After that, it was a bit of a dash back to the station. Well, I supposed it wasn’t really. The train didn’t go until 11.40 and we were allowed on at 11 and I wanted to be there at 11 to get settled and comfortable for the night and decide who I was going to hate all night (the people behind me who had the single seat and one of the double seat and argued in matching Margo Leadbetter voices about who had to sit next to a stranger, and the people who’d brought two small girls into the sleeper seats, especially the mum, who wouldn’t sit still, kept deliberately waking them up and tried to squish into the seats with them – those seats are already not that comfortable to sleep in, especially not when you’re trying to squish three people into two seats, despite having your own seat with the fourth member of your party). For some reason, I just couldn’t get comfortable enough to fall asleep. We sailed through Carstairs, paused on the far side and then went back in. We stopped at Carlisle, Preston and Watford Junction. You can get on and off at Watford but I don’t understand why Carlisle and Carstairs are on the timetable because you can’t get on or off there. You can’t get on or off at Preston either but at least they don’t put that on the timetable.
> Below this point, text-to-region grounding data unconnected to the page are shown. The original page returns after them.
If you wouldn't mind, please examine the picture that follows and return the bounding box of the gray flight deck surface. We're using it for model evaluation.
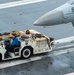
[0,0,74,75]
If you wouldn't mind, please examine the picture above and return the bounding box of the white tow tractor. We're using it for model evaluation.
[0,30,54,60]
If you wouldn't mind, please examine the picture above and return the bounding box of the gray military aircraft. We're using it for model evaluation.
[34,0,74,26]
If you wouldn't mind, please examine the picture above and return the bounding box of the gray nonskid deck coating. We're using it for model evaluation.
[0,0,74,75]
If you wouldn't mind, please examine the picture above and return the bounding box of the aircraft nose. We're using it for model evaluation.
[34,10,64,26]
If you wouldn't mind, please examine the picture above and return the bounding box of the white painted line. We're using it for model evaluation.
[0,0,46,9]
[0,54,48,69]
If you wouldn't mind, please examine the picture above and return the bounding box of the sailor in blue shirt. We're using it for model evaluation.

London crept up quite unexpectedly. One minute we were at Watford Junction and the next minute I could see the Post Office Tower. Blanket got hastily put away, boots shoved on and the next minute we were gliding into Euston. It had crept up so unexpectedly that half the people on the train were still asleep. They weren’t when we arrived in Edinburgh – the sun had been up and bright by Carstairs and people were awake and giggling half an hour before we got in. Maybe they’d all had too much comedy in Edinburgh and were too tired to notice the sun as they arrived in London.

I got across to Waterloo in record time (no tube strikes after all!) and back to Winchester by just after 9.30. Just in time to get home, get my Guide uniform on and go out to Wellies and Wristbands….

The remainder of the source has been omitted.